Bible Readings for May 5th
Numbers 12 is where things start to fall apart. Through all of Numbers—and through Exodus and Leviticus before that—we have seen Yahweh establish a highly organized arrangement in the camp of Israel, allowing his holiness to dwell in the midst of sinful people. To keep his holiness free from desecration—and to keep the Israelites from being destroyed by his holiness—he has called certain people to be near to him in different degrees.
But beginning in Numbers 12, various factions begin to challenge the system Yahweh has established—and specifically, they direct much of their criticism to Moses out of envy for the privileged nearness to Yahweh he enjoys. What’s worst about this situation is that the criticism of Moses begins with those closest to him: his brother, Aaron, and his sister, Miriam.
The specific challenge that Miriam and Aaron raise relates to Moses’s prophetic ministry, arguing that Yahweh has spoken through many people, and not only through Moses (Num. 12:2). It seems, though, that their criticism stems from their disapproval of Moses’s Cushite wife (Num. 12:1). Yahweh had no problem with Moses’s marriage, as he makes clear, so this is most likely a petty, personal issue that Miriam and Aaron had with Moses’s wife.
Yahweh responds partially by defending Moses, but the main thing Yahweh does is to reestablish his boundaries for dwelling in the midst of Israel. If anyone will serve as prophet, Yahweh insists that he will make that calling known to the prophet (Num. 12:6).
In fact, that is exactly what had happened in Numbers 11—Yahweh made seventy of the elders of Israel to be prophets, even overlooking the fact that Eldad and Medad hadn’t gone outside the camp as they were supposed to do. It is Yahweh’s prerogative—and Yahweh’s alone—to put his Spirit on someone so that that person may speak in his name.
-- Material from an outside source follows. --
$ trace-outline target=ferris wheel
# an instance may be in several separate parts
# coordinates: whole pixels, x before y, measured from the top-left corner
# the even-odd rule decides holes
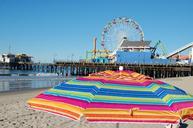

And that is what Yahweh found so offensive. From all people, Yahweh had appointed Moses alone to serve a special role as the mediator of the covenant he was forming with Israel. With Moses, Yahweh had chosen to speak mouth to mouth—not like a common prophet who has an occasional dream or vision, but as a friend (Ex. 33:11). To criticize Moses was to criticize Yahweh for his choice of mediator. For Yahweh, this criticism was personal.
In this we see a glimpse of how the Father feels about his Son. Where Moses was faithful in the house (Num. 12:7), we’re told that Jesus is the builder of the house (Heb. 3:3). Not only has the Father chosen Jesus to be the mediator of the new covenant, but Jesus is the Father’s beloved, only begotten Son.
This is why all religions cannot be equal. Infinitely more than even with Moses, the Father takes the honor and glory of his Son personally.